Dass der Plan in dieser Form umgesetzt wird, hielten viele für unwahrscheinlich. „Hoffnung habe ich schon, doch ich halte einen Frieden nicht für realistisch, solange die Hamas so stark ist“, sagte Annahita Maghsoodi im Gespräch mit unserer Redaktion. Die 33-Jährige ist stellvertretende Kreisvorsitzende der FDP. Mut machen ihr vor allem die Menschen im Gazastreifen, die trotz großer Gefahr gegen die Hamas demonstrieren. Ihr Einsatz sei ein Zeichen dafür, dass Frieden möglich sein könnte.
Ähnlich äußerte sich Sophie, eine iranische Studentin, die ihren echten Namen aus Sorge um ihre Familie im Iran nicht in der Zeitung lesen möchte. Sie hält den Friedensplan für einen wichtigen Schritt, betonte aber, dass dessen Umsetzung vor allem von der Hamas abhänge. Doch der Terrororganisation vertraue sie nicht.
Einen optimistischen Blick wirft hingegen Michael Grünberg, Vorstandsvorsitzender der jüdischen Gemeinde Osnabrück. „Ein Frieden für alle ist das Ziel – und da bin ich sehr optimistisch“, sagte der 70-Jährige. Der Weg dorthin sei zwar schwierig, doch es liege ein Plan vor, der auch von arabischen Staaten unterstützt werde. Diese Chance gelte es, zu nutzen.
Neben der Weltpolitik stand auch der Antisemitismus in Deutschland im Fokus der Kundgebung. Seit dem 7. Oktober 2023 ist die Zahl der Vorfälle deutlich gestiegen.

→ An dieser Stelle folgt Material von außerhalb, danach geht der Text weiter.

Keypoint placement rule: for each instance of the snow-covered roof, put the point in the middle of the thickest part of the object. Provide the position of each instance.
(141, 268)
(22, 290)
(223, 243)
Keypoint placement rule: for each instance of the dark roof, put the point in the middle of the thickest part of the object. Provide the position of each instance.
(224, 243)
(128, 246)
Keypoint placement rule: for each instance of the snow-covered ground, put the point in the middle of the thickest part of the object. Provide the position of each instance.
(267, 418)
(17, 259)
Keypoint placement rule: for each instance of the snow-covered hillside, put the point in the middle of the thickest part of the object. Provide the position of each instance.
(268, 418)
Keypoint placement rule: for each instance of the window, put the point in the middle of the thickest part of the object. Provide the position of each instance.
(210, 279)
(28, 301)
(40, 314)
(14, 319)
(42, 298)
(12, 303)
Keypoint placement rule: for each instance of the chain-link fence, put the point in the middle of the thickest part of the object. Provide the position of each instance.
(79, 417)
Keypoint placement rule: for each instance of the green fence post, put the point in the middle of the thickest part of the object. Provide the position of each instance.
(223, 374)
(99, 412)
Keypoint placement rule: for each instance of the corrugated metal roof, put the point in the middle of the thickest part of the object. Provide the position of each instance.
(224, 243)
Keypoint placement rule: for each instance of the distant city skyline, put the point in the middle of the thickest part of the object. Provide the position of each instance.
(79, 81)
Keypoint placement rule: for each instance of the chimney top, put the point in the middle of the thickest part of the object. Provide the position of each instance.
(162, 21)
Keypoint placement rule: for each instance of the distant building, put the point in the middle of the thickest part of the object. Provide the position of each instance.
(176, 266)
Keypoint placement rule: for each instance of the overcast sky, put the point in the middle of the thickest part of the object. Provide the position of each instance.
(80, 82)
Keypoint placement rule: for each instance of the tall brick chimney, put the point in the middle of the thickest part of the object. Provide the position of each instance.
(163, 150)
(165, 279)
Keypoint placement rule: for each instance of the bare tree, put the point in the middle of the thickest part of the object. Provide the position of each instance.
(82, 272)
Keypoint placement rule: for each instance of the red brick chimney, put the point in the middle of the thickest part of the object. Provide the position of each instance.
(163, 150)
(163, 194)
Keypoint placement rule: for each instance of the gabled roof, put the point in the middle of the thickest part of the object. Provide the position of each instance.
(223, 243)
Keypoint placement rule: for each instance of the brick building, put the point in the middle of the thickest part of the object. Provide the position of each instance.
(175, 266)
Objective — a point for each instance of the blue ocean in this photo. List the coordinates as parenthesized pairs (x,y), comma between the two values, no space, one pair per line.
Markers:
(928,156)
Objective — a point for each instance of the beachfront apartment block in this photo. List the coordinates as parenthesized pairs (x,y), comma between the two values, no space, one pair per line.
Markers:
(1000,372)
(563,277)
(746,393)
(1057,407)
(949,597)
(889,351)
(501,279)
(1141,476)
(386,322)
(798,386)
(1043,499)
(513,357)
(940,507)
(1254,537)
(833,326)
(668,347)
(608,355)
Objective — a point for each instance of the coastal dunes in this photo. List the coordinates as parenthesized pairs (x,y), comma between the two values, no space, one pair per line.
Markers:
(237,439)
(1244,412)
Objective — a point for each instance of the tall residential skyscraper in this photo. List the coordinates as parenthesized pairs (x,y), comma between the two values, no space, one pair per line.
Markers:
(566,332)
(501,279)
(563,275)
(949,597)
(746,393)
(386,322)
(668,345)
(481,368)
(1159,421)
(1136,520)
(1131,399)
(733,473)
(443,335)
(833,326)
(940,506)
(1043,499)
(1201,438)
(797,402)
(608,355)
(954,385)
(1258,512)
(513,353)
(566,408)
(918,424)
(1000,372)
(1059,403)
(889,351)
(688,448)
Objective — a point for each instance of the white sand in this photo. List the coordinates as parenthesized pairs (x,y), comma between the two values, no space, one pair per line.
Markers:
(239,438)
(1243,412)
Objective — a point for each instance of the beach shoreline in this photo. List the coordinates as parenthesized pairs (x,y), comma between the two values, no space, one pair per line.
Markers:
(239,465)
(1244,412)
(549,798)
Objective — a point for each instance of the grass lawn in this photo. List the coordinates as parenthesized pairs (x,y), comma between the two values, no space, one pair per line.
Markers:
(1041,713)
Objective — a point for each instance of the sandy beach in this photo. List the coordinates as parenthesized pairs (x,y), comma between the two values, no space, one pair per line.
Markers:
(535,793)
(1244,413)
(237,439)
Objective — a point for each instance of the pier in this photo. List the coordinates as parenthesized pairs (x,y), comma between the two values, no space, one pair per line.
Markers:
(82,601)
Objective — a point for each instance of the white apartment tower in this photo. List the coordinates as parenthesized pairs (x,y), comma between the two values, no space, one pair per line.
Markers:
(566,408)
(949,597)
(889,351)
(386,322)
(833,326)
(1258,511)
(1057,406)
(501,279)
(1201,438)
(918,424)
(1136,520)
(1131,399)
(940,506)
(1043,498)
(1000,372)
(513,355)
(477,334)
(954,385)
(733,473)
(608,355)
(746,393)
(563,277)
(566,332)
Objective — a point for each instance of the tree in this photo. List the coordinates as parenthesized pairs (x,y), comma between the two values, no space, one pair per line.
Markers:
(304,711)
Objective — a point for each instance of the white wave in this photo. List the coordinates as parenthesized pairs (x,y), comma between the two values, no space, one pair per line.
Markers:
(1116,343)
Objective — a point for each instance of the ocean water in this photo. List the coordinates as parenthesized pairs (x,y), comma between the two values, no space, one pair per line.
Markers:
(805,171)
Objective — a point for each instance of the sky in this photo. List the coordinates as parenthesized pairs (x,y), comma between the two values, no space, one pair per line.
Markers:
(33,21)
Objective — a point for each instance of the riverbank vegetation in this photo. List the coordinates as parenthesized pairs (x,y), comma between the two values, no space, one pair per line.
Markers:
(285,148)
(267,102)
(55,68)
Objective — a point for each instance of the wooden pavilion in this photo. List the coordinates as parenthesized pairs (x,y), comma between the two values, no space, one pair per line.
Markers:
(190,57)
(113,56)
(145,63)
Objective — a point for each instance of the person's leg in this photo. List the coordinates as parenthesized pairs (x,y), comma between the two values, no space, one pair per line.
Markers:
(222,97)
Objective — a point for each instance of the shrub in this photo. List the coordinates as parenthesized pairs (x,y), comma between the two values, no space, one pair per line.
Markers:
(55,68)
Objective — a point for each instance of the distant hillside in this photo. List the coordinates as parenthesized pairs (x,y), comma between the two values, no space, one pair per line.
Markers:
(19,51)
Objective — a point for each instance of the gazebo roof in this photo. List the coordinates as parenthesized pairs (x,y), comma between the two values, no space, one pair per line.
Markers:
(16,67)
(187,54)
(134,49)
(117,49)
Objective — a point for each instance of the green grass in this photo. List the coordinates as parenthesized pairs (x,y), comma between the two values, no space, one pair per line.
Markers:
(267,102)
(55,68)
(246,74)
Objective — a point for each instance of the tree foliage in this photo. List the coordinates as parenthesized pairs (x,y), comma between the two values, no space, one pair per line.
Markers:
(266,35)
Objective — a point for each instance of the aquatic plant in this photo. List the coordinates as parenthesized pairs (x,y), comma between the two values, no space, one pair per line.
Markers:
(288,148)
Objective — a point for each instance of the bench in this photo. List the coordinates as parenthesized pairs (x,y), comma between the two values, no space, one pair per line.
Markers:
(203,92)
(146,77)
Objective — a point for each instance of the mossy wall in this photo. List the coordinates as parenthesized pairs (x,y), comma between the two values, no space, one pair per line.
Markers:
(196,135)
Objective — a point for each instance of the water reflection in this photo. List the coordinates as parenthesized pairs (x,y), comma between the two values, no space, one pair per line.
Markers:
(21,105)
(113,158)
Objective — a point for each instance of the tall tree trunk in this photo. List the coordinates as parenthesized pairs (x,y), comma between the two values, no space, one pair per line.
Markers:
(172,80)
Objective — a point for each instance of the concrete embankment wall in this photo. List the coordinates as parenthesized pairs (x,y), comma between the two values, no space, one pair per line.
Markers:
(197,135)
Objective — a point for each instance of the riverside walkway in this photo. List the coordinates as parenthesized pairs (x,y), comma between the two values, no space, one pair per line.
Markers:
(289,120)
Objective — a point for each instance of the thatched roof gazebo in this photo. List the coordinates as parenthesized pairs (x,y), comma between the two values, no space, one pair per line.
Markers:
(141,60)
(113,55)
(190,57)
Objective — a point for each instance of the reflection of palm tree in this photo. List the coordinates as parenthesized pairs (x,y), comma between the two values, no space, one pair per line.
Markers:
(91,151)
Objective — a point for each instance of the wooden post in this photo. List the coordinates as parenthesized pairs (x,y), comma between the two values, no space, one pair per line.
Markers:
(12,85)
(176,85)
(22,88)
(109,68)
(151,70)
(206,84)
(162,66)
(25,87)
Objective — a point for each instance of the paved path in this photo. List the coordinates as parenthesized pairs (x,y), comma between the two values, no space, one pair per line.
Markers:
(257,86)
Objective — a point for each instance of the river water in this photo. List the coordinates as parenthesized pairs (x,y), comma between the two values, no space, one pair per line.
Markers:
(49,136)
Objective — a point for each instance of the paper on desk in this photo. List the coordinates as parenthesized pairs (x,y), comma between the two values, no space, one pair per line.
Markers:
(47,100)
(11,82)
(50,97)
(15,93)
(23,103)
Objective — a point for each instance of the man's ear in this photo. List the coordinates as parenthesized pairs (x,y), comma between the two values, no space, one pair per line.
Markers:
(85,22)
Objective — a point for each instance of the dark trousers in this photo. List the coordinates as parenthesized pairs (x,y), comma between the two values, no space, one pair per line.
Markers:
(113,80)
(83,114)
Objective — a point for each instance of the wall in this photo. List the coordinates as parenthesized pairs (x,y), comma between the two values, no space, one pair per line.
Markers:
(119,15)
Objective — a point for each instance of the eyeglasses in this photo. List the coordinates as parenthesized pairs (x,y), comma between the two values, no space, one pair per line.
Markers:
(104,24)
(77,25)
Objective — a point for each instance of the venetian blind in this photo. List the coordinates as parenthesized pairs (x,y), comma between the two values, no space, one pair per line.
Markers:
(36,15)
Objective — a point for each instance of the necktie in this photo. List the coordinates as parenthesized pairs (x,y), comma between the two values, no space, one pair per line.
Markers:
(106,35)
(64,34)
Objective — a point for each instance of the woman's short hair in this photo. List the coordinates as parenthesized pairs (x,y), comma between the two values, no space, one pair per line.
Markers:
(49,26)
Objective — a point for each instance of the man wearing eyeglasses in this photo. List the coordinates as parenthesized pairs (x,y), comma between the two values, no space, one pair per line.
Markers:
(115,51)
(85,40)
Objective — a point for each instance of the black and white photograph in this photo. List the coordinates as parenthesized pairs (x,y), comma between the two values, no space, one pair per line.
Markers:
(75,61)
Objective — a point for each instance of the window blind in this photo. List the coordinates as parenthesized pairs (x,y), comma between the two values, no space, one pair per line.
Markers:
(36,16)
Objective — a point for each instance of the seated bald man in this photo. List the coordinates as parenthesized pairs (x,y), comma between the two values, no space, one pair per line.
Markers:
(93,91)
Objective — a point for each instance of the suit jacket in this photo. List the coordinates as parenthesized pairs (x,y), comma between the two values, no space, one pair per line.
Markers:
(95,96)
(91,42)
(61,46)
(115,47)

In Niedersachsen hat sie sich nahezu verdoppelt.
In Osnabrück hat es erst am Tag der Kundgebung einen Vorfall von israelbezogenem Antisemitismus gegeben: Unbekannte haben mutmaßlich in der Nacht zum Dienstag, 7. Oktober, die Parole „Fuck Israel“ an die Fassaden des Rathauses und der Stadtbibliothek in Osnabrück gesprüht. An dem Ort, an dem am Abend den Opfern des Terrorangriffs der Hamas gedacht wurde.
„Solche Schmierereien gegen den Staat Israel sind geschmacklos und haben in der Friedensstadt Osnabrück nichts zu suchen“, wird Oberbürgermeisterin Katharina Pötter in einer Mitteilung zitiert.
Auch während der Kundgebung hat es immer wieder Störrufe von Passanten gegeben. Die Polizei Osnabrück meldete am Dienstagabend sogar, dass sie zwei Männer nach Störungen in Gewahrsam nehmen musste. Bei der Durchsetzung eines Platzverweises hat ein Polizist seine Waffe gezogen, da der Mann in seine Tasche griff.
„Es ist erschreckend, wie der Antisemitismus in Deutschland zunimmt“, sagte Johannes Feimann. Der 72-Jährige ist der Gründer der jüdisch-messianischen Gemeinde Osnabrück. Es sei beschämend, dass eine Demonstration für Juden und für Israel heute nur unter Polizeischutz gehe.
Der 39-jährige Thomas Schneider machte sich ebenfalls Sorgen über den steigenden Judenhass. Es gebe eine große Gefahr für Juden und generell israel-solidarische Menschen, was auch den Frieden und die Freiheit in Deutschland bedrohe.
Vor dem Theater kam es zeitgleich zu einer propalästinensischen Gegendemonstration – ein Vorfall, der bei Michael Grünberg Sorge auslöste. „Wenn diese Menschen gegen uns protestieren, sind sie gegen den Schutz von Juden“, so der Vorsitzende der jüdischen Gemeinde. Laut Polizei war die Gegendemonstration zunächst unangemeldet und wurde über das Internet organisiert – gegen 13 Uhr sei sie dann offiziell angemeldet worden.
Während für Palästina vor dem Theater laut protestiert wurde, konnte die Kundgebung auf dem Marktplatz geordnet nach etwa anderthalb Stunden beendet werden. Kurz vor dem Ende der Kundgebung wurden die Namen aller Geiseln über Lautsprecher verlesen – ein stilles Zeichen der Erinnerung und Mahnung zugleich.
Im Anschluss legten die Demonstranten eine Schweigeminute ein. Zurück bleibt die Hoffnung, dass die Geiseln bald freikommen könnten – und dass aus der vorsichtigen Zuversicht auf Frieden möglicherweise konkrete Schritte folgen.